Mealies do best in a dark place.


----------



## 123Hedgiesloveme (May 3, 2010)

thanks, i just figured that out. they are all black now. XD


----------



## Hedgieonboard (Nov 15, 2009)

Farming in a water bottle would be kinda hard. I always make sure to take the Aliens out so the mealworms don't try eatting them but it would be very hard to get them out with the small opening. It seems like it would be hard getting the mealworms out too or catching the bettles. Another thing is it seems like it would make a mess when you clean the frass out of it. You might like using a plastic container better like a tupperware or those disposables by glad. How you have it set it may work though I just wanted to give a suggestion so if it gets frustrating down the road. Great luck with your farm


----------



## 123Hedgiesloveme (May 3, 2010)

yeah i was thinking about a big tub. but water bottle seem more easier. to remove the err...yucky aliens i will pour out the bottle on a tray and err. pick them up and remove them to another bottle. it seems to be a good plan.. i hope XD thanks for your help.


----------



## LarryT (May 12, 2009)

I leave all my mealies,aliens and beattles in the same container never had any trouble.
You will need more than 10 starting off,at least 50. I prefer 500-1,000 starting off,keep in mind I have a few hogs and send mealies home with my babies.


----------



## 123Hedgiesloveme (May 3, 2010)

why more then 10?


----------



## LarryT (May 12, 2009)

123Hedgiesloveme said:


> why more then 10?


Well the idea is to reproduce and 10 is not giving any margin of error :lol:


----------



## 123Hedgiesloveme (May 3, 2010)

haha, i understand. XD
but my water bottle is a ozarka one, so its not a jug or anything. how much should fit in one bottle?


----------



## LizardGirl (Aug 25, 2008)

A water bottle, while convenient, is far too small for raising mealworms. You can feed the mealworms in there until they pupate (they should be fed oat or wheat bran- is that what you are doing, or are you giving them breakfast cereal? They also need fruits/veggies for water).

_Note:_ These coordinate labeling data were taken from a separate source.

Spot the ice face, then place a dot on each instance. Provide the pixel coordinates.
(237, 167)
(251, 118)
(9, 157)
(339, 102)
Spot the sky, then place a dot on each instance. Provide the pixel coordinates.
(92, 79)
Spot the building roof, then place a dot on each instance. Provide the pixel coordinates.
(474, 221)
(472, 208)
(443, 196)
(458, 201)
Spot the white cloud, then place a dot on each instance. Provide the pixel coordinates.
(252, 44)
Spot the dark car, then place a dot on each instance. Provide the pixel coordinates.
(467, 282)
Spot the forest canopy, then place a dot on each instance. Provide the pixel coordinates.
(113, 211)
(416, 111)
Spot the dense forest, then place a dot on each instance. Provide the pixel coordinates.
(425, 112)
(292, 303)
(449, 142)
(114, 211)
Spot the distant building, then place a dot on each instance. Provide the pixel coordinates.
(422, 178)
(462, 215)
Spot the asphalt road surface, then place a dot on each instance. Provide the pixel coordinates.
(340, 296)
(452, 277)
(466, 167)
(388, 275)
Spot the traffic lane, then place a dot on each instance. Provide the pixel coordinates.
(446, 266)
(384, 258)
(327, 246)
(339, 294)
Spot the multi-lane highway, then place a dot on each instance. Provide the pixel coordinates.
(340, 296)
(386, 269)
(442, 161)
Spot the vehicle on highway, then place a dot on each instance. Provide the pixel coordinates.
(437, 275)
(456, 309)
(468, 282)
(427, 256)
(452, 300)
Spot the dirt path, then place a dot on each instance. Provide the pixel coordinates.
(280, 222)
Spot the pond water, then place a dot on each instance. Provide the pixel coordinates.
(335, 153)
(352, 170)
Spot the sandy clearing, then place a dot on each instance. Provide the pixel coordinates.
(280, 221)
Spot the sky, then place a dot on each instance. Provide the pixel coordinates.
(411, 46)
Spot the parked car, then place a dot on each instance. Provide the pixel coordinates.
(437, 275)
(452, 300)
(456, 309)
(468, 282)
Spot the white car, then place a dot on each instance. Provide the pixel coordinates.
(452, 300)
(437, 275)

Once they pupate you'll need to remove the pupae or the other mealies may eat them. They take anywhere from 3 days to several weeks to shed into beetles, and the beetles need much more room. Could you put them in a milk jug? They'd have more space. They need to be on wheat or oat bran as well, with fruits/veggies as well. They will kill each other and eventually all die if they don't have water. The beetles take about a week to 10 days to become sexually mature and then they start to reproduce... each female will lay several hundred eggs in the bedding. After a few weeks the eggs will start to hatch and you'd be best off feeding the beetles to your hedgie, and raising up the mealies until they are full grown also. 

You'll end up with more mealworms than your hedgie will ever eat. :lol:


----------



## 123Hedgiesloveme (May 3, 2010)

haha! i got an alien already!
thanks everyone sooo much.


----------